The role of host immunity has been recognized as not only playing a fundamental role in the interaction between the host and pathogen but also in influencing host infectiousness and the ability to shed pathogens. Despite the interest in this area of study, and the development of theoretical work on the immuno-epidemiology of infections, little is known about the immunological processes that influence pathogen shedding patterns.

Results

We used the respiratory bacterium Bordetella bronchiseptica and its common natural host, the rabbit, to examine the intensity and duration of oro-nasal bacteria shedding in relation to changes in the level of serum antibodies, blood cells, cytokine expression and number of bacteria colonies in the respiratory tract. Findings show that infected rabbits shed B. bronchiseptica by contact up to 4.5 months post infection. Shedding was positively affected by number of bacteria in the nasal cavity (CFU/g) but negatively influenced by serum IgG, which also contributed to the initial reduction of bacteria in the nasal cavity.
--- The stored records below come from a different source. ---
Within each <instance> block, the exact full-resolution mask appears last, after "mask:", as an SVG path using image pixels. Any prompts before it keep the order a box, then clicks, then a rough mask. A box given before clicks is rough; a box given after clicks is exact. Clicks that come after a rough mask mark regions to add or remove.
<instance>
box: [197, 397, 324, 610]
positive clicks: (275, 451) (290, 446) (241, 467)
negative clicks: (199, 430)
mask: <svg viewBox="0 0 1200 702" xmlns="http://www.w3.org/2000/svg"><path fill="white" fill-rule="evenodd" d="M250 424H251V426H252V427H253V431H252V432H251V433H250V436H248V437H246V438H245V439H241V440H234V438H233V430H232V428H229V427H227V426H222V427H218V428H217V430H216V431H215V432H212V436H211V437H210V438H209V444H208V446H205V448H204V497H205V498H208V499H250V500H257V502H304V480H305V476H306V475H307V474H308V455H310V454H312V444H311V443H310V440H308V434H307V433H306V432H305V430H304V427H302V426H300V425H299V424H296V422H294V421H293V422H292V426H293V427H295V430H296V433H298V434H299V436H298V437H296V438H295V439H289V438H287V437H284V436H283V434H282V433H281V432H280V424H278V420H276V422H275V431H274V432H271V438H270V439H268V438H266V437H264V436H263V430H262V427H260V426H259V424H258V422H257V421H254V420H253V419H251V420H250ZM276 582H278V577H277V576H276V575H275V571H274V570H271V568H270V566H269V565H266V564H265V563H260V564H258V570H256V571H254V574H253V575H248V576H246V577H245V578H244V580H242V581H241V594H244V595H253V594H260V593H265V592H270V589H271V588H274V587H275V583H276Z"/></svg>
Three main patterns of shedding were identified: i- bacteria were shed intermittently (46% of individuals), ii- bacteria shedding fell with the progression of the infection (31%) and iii- individuals never shed bacteria despite being infected (23%). Differences in the initial number of bacteria shed between the first two groups were associated with differences in the level of serum antibodies and white blood cells. These results suggest that the immunological conditions at the early stage of the infection may play a role in modulating the long term dynamics of B. bronchiseptica shedding.

Conclusions

We propose that IgG influences the threshold of bacteria in the oro-nasal cavity which then affects the intensity and duration of individual shedding. In addition, we suggest that a threshold level of infection is required for shedding, below this value individuals never shed bacteria despite being infected. The mechanisms regulating these interactions are still obscure and more studies are needed to understand the persistence of bacteria in the upper respiratory tract and the processes controlling the intensity and duration of shedding.